As the first flower of the new year, snowdrops symbolise hope and renewal. Their whiteness means purity and innocence. For some reason, the Victorians associated the snowdrop with death, probably because it grew very happily in churchyards. Consequently, it used to be thought unlucky if you brought the flowers indoors.
how should you store snowdrop bulbs?
The answer to that is you shouldn’t. Get them back in the ground as soon as possible as they hate to dry out.

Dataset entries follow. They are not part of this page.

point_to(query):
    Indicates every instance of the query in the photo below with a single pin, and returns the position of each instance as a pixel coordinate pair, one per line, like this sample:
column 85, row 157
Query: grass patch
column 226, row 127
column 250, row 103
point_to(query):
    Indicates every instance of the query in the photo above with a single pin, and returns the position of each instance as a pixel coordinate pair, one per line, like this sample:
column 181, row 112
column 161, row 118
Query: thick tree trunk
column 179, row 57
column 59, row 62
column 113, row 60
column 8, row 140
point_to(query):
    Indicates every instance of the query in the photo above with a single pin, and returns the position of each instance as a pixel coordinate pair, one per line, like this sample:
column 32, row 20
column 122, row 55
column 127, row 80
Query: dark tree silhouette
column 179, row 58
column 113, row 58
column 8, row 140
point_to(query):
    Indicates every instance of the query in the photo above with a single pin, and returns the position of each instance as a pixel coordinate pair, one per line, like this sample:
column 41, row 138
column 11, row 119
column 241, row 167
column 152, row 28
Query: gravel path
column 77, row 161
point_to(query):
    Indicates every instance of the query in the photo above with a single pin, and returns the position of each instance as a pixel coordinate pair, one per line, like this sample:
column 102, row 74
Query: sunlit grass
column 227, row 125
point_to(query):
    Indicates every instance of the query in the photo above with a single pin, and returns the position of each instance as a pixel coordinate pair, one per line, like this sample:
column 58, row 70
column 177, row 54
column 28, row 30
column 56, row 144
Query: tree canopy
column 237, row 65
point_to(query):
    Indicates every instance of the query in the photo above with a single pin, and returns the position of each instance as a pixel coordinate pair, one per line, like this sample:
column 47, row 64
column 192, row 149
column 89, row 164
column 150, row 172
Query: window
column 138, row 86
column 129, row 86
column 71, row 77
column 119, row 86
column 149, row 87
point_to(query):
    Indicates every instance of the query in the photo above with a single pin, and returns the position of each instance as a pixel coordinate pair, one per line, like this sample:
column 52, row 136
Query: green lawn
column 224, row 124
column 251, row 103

how long do snowdrops flower for?
This is very dependent on the weather conditions during flowering. If it remains cold and damp the flowers can remain in good condition for up to a month. If they have started flowering and snow arrives, they will simply hold on and open once the snow disappears. If it gets warm and sunny and the bumble bees emerge to pollinate the flowers earlier than usual, then they will stop flowering and begin to set seed.
are snowdrop bulbs poisonous to dogs?
All parts of the snowdrops are mildly toxic which is why you will get very little trouble from pests (some growers apparently use pigs to spread the clumps by rootling through the undergrowth as they know they will not eat them). Dogs are similarly intelligent, so unlikely to eat more than will make them feel a bit queasy.
do squirrels eat snowdrop bulbs?
No, squirrels are far too cunning to eat something that is bad for them.
what conditions do snowdrops like?
As a woodland plant, snowdrops prefer to grow under deciduous shrubs and trees where the fallen leaves gradually improve the soil, and the shade prevents it from drying out. However, they will survive in the open as long as the soil is fairly rich and moist (hence the propensity for churchyards!)
how long does it take for snowdrops to grow?
It can take up to seven years for a snowdrop seedling to reach flowering stage. This is why we tend to buy them as bulbs, ready to flower the year after they are planted. Commercial growers will increase their stocks through a process called “twin-scaling” where they shave off a section of the bulb and its root plate and grow it on in laboratory conditions. Bulbs will divide naturally as well, so a clump will bulk up in three or four years and can be split and moved around the garden.
what to grow with snowdrops
Snowdrops will be the first to come into flower in the woodland garden, swiftly followed by the bright yellow aconites which will prolong the winter display. Next come the miniature bulbous irises, flowering in February and March in a wide range of blues and purples. All of these bulbs are set off nicely by the emerging marbled foliage of Arum italicum. They also partner well will hellebores, particularly if you remember to trim off the foliage as they come into bud which might otherwise hide the snowdrop.
how to cut & arrange snowdrops
Picked with a long stalk, these make beautiful cut flowers with a delicate fragrance. Sear the stem end in boiling water for 10 seconds, and then put them in deep cold water to extend their vase life for as long as possible.